My mother always wanted a little girl. One who would wear frilly pink dresses and bows and barrettes in her hair and would play with dolls and have tea parties with china and have perfect manners and would take ballet and would grow up to marry a fine young gentleman and then have some more lovely children.
But she got me.
At first, when it was announced that I was a girl, she cried with joy. She fitted me with lacy baby dresses and gave me all the dolls a girl would hope for and adorned me with hair accessories. But her happiness didn’t last long. I absolutely detested dresses, and I threw a humongous fit when I was forced to wear them. I yanked bows out of my hair and threw them across the room. Once I even swallowed a barrette. By the time we had gotten to the emergency room, it had already ended up in my dirty diaper.

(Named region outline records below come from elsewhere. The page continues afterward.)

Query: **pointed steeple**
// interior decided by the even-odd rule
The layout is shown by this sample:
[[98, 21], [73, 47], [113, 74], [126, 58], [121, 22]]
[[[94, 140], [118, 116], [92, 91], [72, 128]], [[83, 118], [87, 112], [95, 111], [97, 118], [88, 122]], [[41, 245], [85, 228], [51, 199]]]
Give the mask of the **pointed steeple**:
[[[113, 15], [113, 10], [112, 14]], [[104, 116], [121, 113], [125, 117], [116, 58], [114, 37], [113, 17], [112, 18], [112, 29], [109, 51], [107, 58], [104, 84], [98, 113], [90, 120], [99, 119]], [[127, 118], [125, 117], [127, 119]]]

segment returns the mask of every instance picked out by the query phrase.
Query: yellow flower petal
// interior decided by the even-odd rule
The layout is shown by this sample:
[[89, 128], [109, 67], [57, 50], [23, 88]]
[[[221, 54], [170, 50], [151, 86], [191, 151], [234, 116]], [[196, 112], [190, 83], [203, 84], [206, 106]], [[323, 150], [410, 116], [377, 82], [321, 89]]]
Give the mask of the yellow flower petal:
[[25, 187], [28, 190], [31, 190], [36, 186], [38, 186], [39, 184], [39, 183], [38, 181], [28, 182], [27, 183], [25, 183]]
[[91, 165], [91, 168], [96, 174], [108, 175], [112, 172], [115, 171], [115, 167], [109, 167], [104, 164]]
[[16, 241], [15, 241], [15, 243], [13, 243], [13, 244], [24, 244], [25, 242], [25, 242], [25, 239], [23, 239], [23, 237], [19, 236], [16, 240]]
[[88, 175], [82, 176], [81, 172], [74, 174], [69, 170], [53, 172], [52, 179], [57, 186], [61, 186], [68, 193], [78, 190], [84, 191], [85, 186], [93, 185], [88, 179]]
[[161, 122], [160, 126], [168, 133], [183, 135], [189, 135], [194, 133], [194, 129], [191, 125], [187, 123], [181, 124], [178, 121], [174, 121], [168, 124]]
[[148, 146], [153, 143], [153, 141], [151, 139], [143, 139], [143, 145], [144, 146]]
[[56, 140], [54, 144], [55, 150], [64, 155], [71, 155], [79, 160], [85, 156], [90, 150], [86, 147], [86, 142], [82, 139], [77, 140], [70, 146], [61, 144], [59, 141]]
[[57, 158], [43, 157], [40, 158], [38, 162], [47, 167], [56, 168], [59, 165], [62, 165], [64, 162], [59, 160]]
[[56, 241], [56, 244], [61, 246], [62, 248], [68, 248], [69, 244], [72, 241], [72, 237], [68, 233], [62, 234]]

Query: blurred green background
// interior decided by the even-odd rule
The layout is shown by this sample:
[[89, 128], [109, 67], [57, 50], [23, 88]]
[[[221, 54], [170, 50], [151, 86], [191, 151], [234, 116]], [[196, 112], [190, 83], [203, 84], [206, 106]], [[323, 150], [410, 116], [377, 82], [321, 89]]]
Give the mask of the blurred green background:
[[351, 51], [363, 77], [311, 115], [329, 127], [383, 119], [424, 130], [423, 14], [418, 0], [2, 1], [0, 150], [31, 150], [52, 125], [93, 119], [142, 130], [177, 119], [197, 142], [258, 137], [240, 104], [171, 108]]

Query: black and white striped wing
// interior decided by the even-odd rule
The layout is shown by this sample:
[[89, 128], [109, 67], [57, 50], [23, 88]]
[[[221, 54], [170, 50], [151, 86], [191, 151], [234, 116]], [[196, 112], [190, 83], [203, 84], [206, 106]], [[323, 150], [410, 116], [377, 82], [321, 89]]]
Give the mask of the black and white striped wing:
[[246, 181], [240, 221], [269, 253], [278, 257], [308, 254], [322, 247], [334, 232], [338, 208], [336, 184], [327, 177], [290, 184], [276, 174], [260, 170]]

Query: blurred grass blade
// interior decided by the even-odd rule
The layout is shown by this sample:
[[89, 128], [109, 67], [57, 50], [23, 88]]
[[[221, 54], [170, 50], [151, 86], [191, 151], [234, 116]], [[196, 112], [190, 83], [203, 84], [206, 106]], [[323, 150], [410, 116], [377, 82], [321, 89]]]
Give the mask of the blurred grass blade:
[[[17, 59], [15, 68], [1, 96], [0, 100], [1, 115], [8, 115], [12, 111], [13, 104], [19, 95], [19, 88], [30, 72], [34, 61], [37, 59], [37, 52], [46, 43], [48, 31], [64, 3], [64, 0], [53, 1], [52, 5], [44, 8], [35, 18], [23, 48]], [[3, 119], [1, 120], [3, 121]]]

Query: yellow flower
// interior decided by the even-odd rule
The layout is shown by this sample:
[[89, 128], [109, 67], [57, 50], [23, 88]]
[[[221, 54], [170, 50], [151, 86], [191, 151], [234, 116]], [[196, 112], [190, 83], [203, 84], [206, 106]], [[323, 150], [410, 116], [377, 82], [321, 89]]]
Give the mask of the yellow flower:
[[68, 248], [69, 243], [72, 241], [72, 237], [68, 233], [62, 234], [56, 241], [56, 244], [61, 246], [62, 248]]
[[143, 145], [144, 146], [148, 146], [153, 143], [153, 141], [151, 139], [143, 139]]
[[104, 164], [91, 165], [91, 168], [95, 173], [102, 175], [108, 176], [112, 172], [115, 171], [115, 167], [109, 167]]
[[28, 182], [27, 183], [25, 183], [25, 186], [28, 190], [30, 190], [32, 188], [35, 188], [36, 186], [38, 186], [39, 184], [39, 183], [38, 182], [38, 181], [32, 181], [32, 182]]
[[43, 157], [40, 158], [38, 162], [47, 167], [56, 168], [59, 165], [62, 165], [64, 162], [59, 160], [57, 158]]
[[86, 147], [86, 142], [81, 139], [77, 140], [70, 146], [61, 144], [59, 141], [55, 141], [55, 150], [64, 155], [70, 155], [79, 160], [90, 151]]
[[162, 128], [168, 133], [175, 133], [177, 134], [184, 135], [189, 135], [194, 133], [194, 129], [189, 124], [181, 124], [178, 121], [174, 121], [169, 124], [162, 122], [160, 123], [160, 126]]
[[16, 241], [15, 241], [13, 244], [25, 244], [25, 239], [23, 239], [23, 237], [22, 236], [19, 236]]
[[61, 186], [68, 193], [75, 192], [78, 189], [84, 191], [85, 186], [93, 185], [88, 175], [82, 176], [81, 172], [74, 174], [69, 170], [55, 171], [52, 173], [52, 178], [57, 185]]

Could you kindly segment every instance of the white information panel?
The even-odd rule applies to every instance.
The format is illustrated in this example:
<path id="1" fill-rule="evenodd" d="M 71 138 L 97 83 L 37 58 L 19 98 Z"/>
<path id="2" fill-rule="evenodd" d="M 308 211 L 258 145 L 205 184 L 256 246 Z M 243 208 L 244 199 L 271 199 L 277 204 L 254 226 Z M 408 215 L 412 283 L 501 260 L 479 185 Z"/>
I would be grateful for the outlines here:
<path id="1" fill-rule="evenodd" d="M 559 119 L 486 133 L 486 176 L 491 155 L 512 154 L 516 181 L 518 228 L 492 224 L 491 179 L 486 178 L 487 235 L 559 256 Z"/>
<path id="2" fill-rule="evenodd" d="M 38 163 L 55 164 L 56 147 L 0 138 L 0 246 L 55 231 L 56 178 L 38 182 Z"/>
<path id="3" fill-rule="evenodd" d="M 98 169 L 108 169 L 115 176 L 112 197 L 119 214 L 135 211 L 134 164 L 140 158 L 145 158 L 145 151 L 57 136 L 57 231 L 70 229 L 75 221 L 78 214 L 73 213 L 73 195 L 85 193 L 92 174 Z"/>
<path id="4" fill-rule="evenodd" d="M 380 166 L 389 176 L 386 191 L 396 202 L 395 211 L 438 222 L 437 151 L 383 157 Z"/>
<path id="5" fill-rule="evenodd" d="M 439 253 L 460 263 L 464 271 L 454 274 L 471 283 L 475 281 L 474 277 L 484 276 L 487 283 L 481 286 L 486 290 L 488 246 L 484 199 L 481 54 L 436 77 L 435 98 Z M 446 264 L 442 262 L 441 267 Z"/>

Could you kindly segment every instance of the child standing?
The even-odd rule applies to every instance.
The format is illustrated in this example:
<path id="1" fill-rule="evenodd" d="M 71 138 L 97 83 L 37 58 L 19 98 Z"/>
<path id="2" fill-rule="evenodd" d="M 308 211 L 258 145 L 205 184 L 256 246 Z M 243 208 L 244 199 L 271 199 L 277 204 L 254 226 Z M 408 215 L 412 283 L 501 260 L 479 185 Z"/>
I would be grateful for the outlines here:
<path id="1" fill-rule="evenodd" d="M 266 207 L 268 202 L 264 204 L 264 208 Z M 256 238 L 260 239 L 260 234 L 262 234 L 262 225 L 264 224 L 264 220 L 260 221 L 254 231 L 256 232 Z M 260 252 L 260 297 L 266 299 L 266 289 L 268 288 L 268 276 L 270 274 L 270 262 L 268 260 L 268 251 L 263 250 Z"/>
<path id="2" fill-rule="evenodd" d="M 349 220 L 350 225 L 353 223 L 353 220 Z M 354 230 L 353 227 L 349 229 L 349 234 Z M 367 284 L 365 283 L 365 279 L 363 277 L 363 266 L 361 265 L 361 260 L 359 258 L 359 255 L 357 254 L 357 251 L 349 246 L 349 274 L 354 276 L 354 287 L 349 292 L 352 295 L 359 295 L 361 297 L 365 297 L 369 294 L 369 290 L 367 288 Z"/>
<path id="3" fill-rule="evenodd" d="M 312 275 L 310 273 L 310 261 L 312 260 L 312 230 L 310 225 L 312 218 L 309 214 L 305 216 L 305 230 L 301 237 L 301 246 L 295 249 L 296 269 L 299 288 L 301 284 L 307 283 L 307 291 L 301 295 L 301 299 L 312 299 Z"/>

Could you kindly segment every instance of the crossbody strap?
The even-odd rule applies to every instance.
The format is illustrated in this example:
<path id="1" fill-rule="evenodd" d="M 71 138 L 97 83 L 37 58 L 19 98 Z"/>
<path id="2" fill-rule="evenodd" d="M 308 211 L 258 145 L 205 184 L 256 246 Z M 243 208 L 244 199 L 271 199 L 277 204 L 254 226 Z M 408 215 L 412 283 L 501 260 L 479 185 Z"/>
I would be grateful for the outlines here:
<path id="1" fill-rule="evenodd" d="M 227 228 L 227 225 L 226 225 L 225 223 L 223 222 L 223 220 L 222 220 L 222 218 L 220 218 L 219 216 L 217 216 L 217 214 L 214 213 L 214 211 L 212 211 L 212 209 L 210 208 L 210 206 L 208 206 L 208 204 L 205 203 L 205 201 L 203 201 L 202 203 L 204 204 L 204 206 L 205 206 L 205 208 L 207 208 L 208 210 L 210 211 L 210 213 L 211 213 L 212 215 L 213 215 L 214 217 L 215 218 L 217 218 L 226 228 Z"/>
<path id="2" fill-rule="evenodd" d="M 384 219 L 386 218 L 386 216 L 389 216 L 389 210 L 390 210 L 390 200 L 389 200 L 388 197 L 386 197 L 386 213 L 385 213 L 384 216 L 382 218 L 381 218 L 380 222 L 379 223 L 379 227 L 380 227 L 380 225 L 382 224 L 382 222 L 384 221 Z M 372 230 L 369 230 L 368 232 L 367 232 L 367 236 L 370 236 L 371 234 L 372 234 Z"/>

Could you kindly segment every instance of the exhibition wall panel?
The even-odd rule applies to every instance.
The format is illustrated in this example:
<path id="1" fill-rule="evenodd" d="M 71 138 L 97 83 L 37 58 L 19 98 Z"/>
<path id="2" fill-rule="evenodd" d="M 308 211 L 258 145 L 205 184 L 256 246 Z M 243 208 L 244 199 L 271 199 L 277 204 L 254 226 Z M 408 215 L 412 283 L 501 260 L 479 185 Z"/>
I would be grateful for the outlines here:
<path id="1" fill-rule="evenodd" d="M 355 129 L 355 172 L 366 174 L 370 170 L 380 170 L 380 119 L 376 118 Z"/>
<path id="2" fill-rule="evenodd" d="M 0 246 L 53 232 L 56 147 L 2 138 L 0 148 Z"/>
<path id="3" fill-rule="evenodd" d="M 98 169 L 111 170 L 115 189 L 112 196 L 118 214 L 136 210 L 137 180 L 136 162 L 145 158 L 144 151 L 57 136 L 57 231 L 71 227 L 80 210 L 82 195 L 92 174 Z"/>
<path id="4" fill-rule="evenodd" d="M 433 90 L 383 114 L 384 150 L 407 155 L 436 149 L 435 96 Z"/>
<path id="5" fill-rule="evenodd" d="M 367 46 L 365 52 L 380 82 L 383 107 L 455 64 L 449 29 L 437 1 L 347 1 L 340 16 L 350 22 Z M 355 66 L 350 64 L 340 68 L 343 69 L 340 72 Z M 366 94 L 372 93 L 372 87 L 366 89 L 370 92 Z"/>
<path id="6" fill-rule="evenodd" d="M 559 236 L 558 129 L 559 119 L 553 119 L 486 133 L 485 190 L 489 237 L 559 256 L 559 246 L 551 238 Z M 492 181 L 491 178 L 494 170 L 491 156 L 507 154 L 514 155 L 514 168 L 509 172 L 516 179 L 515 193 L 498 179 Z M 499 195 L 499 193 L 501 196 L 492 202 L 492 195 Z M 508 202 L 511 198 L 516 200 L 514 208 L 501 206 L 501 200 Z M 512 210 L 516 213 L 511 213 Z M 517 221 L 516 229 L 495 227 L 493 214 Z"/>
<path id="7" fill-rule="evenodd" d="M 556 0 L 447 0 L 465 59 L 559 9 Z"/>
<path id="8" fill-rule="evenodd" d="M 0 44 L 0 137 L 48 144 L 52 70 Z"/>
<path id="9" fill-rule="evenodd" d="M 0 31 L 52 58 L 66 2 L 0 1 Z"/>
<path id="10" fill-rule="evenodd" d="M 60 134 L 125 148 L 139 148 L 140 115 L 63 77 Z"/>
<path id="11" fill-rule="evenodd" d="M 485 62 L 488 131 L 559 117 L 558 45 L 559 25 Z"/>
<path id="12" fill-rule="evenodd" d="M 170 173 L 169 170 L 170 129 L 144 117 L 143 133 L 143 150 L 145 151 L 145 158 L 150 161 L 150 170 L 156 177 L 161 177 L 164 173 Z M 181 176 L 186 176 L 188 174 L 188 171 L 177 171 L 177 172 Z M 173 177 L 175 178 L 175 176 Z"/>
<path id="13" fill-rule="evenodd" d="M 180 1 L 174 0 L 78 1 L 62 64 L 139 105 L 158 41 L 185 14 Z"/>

When she gave me dolls to play with, I pulled off their heads and stomped on them. When she tried to put the pink booties that Grandma had sent me on my feet, I screamed and tried to chew on them. More than ponies with manes that I could braid, I enjoyed my older brother’s action figures. I would pretend they were invading the dolls’ planet and taking it over. That was one of my favorite games.
As I grew up, I didn’t become any less stubborn. My mother wanted to grow out my long brown hair so that she could put it in a French braid, but I hated it because it got in my eyes and interfered with sports, and it tangled easily. When my mother refused to let me cut it, I became angry, so I took a pair of flimsy stationery scissors and snipped it off myself. It was jagged and cut close to the neck, and I knew it looked awful, but I liked it because it was much more manageable. When my mother saw it she clutched her heart and whispered, “Oh, Angel, what have you done?”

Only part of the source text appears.